In the film a low-ranking member of the President's Cabinet becomes President himself. In Bear Force One, set in 2009, a Catholic terrorist organization assassinates President Clinton, VP Obama and a string of successors, including Ted Kennedy and Chuck Norris, until the presidency settles on the gay bear Secretary of Agriculture, Buck Marshall. With his First Cub and adopted daughter in tow, Buck sets Air Force One on course for Fur Fest until the Catholic assassins—who happen to be female conjoined twins in this version—take over the plane.
Is Bear Force One good? Well, no. It's a totally silly, skit-like story offering little in the way of production values, loosely cobbled together through an improvisational process by its 10 cast members. Is it sassy and fast and frequently funny and often crude? Well, yes. First Daughter India-China bursts into show tunes at the drop of an emotion ( as do several of Buck's bear advisors ) , and the assassins accuse Buck of 'running from us like a twink.' The terrorists threaten to shave the First Cub, a torture worse than death. To take back his plane, President Marshall ( 'call me Buck' ) and his followers strip down and 'bear up' in jockstraps, cut-off shorts and leather.

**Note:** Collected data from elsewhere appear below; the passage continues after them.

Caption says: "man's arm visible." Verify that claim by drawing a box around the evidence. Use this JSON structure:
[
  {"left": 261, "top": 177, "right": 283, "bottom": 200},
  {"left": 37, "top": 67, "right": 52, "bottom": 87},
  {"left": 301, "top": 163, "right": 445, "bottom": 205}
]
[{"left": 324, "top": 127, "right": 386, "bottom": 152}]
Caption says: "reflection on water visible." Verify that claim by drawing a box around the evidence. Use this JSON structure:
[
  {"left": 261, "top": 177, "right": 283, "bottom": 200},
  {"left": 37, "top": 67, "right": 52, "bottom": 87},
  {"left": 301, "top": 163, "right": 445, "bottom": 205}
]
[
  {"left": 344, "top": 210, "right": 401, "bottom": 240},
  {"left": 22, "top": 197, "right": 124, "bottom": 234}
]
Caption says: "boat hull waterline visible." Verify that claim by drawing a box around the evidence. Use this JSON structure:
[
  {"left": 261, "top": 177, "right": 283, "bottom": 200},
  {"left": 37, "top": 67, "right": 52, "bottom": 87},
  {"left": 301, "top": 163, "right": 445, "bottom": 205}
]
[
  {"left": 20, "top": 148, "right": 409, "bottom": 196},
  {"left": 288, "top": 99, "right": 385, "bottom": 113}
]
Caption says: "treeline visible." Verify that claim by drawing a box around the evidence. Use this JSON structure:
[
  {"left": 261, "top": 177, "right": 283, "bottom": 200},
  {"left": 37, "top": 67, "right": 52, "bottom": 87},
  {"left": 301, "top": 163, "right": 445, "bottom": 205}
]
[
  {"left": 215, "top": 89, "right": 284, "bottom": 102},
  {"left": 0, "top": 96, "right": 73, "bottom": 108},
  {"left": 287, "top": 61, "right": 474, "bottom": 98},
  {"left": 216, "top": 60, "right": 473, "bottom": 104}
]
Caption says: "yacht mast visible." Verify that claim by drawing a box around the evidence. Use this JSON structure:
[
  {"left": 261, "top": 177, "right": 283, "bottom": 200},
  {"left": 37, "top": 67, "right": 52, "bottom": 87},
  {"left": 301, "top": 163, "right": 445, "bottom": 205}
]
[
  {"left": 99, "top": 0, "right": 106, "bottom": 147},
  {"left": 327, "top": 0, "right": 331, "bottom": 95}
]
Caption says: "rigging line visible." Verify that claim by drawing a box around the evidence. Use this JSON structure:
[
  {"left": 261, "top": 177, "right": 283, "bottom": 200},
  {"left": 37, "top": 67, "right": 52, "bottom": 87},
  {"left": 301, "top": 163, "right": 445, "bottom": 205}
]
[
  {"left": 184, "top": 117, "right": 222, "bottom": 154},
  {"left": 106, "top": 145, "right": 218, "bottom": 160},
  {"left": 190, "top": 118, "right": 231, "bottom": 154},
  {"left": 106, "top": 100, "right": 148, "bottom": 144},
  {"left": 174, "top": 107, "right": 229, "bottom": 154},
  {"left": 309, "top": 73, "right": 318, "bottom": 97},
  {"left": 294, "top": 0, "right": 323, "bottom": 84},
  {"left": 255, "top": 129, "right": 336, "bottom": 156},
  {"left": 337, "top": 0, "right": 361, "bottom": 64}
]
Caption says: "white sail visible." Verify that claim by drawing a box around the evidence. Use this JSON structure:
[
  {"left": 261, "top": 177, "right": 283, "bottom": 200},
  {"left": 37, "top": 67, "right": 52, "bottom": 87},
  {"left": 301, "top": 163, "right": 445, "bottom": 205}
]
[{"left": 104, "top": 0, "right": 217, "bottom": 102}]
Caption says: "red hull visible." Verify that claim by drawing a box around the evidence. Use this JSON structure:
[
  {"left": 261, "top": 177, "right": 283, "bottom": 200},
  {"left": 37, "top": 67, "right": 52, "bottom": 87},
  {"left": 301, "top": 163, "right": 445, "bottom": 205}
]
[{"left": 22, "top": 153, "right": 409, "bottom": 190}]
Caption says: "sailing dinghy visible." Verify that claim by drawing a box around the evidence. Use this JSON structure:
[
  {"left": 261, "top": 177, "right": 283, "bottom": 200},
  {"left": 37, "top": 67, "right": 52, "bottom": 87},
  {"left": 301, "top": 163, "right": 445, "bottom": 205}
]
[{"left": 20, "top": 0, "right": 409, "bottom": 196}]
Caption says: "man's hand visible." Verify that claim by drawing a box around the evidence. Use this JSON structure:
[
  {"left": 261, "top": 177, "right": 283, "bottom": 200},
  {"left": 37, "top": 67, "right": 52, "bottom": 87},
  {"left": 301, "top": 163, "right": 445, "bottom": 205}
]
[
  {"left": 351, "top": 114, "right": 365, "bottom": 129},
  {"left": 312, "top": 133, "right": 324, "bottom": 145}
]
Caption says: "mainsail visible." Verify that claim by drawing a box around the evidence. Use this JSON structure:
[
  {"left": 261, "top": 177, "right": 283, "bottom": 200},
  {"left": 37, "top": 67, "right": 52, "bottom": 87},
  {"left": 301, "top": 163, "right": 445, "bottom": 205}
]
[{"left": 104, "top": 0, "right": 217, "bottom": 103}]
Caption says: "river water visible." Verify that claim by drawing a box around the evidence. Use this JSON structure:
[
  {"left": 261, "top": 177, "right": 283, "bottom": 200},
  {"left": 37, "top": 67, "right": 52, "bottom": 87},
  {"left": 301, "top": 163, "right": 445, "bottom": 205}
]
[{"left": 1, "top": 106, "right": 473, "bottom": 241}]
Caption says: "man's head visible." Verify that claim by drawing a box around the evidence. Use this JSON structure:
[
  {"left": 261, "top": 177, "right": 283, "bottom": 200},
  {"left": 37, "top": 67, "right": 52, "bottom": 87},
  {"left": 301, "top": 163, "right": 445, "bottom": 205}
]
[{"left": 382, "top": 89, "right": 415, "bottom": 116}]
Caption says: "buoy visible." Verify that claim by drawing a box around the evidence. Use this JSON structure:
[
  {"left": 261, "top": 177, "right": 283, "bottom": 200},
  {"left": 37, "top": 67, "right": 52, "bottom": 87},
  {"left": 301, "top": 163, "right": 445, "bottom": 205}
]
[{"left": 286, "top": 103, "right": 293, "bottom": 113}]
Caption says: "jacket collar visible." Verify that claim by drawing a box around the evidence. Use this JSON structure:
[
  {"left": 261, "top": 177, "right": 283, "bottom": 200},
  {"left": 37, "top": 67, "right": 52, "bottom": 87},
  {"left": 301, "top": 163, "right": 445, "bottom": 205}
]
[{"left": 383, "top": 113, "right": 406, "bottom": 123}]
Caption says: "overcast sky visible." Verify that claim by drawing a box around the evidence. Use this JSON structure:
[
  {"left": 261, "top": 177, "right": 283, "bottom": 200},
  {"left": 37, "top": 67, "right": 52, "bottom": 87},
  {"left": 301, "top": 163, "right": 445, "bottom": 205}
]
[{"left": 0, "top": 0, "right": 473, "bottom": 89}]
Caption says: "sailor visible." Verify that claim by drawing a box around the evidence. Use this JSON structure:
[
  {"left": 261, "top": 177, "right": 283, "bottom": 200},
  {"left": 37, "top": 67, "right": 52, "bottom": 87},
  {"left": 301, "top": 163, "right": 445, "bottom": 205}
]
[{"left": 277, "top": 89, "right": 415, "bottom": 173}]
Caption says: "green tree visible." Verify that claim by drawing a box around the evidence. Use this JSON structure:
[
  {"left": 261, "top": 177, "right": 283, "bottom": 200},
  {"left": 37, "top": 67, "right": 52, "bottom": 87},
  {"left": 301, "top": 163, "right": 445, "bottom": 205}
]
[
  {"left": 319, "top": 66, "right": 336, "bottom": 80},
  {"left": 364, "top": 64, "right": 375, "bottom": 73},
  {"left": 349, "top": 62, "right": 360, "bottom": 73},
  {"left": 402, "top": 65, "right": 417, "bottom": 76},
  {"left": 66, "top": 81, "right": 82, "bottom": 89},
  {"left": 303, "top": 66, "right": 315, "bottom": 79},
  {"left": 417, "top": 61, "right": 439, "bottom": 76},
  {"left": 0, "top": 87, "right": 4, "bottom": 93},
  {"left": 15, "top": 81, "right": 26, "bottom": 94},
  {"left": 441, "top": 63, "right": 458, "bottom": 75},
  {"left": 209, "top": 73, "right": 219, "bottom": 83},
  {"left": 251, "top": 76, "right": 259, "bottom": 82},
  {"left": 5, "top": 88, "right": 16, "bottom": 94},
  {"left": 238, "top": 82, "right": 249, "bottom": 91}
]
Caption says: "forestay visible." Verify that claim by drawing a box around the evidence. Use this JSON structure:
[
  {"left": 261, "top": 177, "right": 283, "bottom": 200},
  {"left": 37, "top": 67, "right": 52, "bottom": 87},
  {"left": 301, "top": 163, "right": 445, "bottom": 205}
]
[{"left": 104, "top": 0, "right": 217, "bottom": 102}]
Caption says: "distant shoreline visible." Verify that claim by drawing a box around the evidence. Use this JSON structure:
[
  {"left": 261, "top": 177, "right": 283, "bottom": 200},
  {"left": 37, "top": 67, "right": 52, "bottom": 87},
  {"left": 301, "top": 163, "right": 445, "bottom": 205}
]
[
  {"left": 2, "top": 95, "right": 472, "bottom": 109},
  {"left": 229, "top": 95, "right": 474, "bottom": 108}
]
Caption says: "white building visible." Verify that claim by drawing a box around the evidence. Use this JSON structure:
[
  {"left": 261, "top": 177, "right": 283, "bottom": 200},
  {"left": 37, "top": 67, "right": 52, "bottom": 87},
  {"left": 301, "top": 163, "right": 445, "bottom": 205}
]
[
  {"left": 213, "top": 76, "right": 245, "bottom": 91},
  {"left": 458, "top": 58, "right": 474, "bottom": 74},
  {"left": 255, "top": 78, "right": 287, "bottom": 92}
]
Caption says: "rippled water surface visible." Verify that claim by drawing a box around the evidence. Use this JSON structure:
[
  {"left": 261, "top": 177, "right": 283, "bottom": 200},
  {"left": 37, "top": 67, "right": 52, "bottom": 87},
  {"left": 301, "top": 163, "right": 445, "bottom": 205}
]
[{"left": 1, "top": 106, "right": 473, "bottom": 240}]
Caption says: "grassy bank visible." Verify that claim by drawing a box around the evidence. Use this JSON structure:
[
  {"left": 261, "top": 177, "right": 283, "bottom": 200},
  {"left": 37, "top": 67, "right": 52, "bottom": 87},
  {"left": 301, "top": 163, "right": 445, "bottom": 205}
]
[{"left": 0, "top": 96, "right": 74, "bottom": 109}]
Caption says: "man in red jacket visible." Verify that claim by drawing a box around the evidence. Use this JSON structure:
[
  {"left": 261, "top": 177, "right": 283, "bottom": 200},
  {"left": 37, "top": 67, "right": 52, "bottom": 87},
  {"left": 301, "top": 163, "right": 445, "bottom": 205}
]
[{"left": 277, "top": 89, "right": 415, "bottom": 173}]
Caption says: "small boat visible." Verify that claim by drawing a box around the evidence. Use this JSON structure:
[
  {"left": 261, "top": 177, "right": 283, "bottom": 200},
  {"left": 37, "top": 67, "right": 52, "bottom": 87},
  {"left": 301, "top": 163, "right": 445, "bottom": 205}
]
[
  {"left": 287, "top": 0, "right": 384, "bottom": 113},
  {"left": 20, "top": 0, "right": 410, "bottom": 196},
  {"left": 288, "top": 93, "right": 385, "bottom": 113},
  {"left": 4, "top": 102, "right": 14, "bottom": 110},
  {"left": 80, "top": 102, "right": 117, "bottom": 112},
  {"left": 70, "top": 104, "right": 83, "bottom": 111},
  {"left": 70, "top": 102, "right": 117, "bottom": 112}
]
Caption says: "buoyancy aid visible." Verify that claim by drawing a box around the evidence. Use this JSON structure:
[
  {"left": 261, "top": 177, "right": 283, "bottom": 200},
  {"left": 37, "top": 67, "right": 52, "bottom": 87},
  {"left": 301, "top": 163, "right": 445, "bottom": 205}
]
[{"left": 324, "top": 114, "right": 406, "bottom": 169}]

Dressed to stomp, they are not exactly a gang of Colt muscle bears. Indeed not one of them looks like he ever heard of a gym. But they are authentic in looks and attitude ( but not serious attitude ) as they breezily wing their way through the tale, sometimes literally winging as they improvise bits around the set story. In other words, Bear Force One is a typical down-and-dirty, fast-and-loose, non-PC Annoyance Productions show. Buy your drink at the bar, sit back, buckle up and take it like a man. It only lasts 90 minutes, including a brief intermission.
The Bear Force One cast features Tim Paul ( Buck ) , Steve Hnilicka ( First Cub ) and Emily Candini ( India-China ) in the principal roles. The director—a loose term in a show like this—is Leah Gotcsik.
The Annoyance always has been an LGBT-friendly place, hovering on the edge of a formal LGBT identity without ever going over. As Annoyance Productions founder Mick Napier said to me about Bear Force One, 'It's really retarded,' which he meant in the best possible way, possums.
Bear Force One plays Fridays only at 8 p.m.